A: They offer broad insights into national health patterns, disparities, and costs — helping guide public policy and resource planning.

➡️ How do we assess if a healthcare data source is useful?

15 A framework to assess if a data source is useful #

Q: What questions should you ask to assess a healthcare dataset’s usefulness? #

Is there a well-documented data model?

Poor or missing documentation makes the data hard to use.
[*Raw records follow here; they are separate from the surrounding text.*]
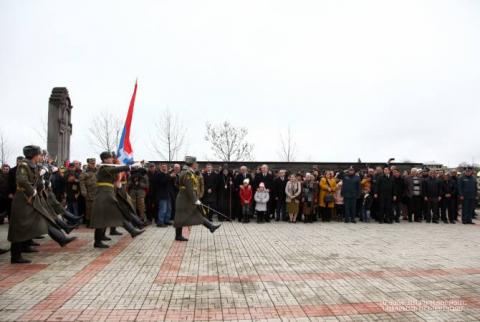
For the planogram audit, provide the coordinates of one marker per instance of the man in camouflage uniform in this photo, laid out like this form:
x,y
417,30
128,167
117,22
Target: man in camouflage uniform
x,y
137,186
188,205
88,186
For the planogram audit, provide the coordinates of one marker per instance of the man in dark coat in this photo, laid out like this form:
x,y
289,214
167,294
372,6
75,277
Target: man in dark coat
x,y
278,193
210,181
399,191
238,181
150,203
384,194
106,211
449,193
432,191
28,218
267,179
5,202
350,193
188,211
467,190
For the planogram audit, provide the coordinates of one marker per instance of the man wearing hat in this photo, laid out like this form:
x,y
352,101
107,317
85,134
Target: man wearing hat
x,y
27,220
88,186
467,190
350,193
188,211
106,211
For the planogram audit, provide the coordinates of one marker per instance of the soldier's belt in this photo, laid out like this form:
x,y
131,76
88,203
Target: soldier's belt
x,y
104,184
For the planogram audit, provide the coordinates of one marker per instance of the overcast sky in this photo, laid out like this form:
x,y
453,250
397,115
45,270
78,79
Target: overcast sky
x,y
368,79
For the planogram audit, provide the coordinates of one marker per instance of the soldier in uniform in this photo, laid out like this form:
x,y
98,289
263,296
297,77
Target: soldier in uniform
x,y
88,186
188,211
106,211
137,186
29,217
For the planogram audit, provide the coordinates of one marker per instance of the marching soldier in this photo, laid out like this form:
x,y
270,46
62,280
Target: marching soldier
x,y
106,211
88,186
29,217
137,186
188,211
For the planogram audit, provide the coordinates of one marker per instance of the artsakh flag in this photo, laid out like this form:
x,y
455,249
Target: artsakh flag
x,y
125,151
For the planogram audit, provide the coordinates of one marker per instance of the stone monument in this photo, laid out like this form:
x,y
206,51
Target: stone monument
x,y
59,124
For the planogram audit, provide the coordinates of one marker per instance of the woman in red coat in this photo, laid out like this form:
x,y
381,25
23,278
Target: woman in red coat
x,y
246,199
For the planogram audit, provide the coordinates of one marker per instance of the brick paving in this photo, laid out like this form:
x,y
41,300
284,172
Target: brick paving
x,y
244,272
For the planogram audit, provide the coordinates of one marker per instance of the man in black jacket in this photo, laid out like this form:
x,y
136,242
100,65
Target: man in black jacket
x,y
238,181
210,181
162,182
384,195
432,192
449,189
399,189
350,193
267,179
278,193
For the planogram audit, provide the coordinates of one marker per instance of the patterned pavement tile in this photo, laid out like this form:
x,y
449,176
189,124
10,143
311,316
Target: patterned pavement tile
x,y
245,272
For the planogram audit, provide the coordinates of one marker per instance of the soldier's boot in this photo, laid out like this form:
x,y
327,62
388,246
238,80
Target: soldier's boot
x,y
65,227
115,232
136,221
58,236
27,247
178,235
207,223
31,242
71,218
134,232
99,238
16,254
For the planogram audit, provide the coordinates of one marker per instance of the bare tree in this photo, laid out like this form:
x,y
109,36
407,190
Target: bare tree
x,y
228,142
105,131
170,136
4,149
288,147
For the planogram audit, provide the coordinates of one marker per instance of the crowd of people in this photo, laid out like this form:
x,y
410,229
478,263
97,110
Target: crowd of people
x,y
40,197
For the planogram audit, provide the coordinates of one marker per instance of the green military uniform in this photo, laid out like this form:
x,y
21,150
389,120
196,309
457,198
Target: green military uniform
x,y
137,185
187,213
105,208
88,187
28,218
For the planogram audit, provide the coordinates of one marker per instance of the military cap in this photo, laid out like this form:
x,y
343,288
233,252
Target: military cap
x,y
31,151
105,155
189,160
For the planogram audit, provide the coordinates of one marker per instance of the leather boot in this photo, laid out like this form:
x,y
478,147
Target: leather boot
x,y
71,218
134,232
59,236
207,223
99,238
178,234
65,227
115,232
27,248
16,254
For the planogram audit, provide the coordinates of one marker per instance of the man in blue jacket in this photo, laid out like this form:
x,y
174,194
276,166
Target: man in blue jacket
x,y
467,190
350,193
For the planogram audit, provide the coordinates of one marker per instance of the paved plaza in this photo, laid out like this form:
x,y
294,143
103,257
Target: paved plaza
x,y
274,272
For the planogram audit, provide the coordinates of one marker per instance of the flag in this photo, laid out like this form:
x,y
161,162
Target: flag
x,y
125,151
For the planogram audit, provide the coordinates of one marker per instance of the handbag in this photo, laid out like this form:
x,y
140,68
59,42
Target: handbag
x,y
329,196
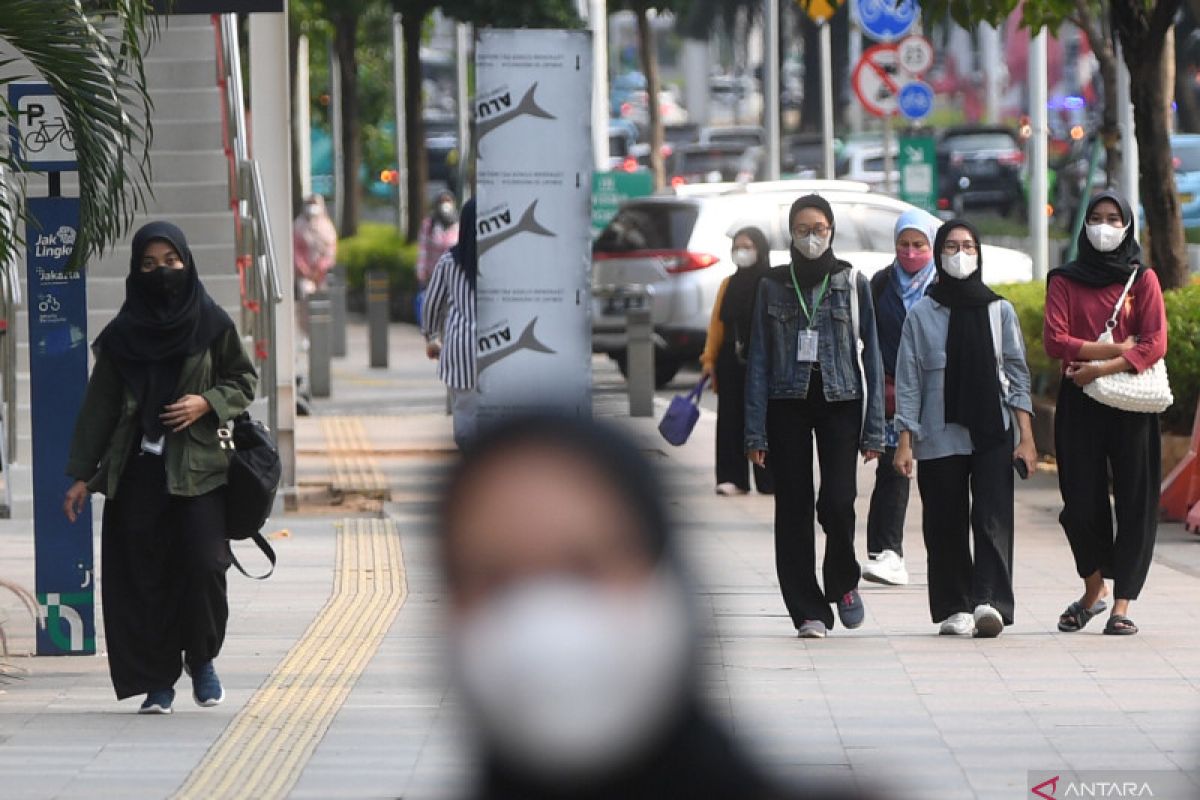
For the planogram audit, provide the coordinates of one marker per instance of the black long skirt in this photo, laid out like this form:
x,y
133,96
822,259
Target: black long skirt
x,y
162,581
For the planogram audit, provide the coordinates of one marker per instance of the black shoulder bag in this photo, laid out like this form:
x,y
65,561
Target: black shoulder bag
x,y
253,476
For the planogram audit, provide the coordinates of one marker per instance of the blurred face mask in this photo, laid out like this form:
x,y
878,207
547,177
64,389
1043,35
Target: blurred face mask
x,y
960,265
1105,238
811,246
569,678
745,257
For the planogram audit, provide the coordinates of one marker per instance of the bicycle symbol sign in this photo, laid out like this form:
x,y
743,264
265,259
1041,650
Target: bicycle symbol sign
x,y
42,134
What is the data provenance?

Understand how and where the data were collected.

Are the data accessible and in what form?

Consider legal restrictions and costs.

What known errors or missingness exist?

Evaluate data quality and be prepared to address gaps.

Are data standards used (e.g., vocabularies or formats)?

Standardization affects interoperability and analysis readiness.

Q: Why is this framework important? #

A: It helps researchers avoid costly or infeasible data efforts and ensures they can trust and interpret results from the dataset effectively.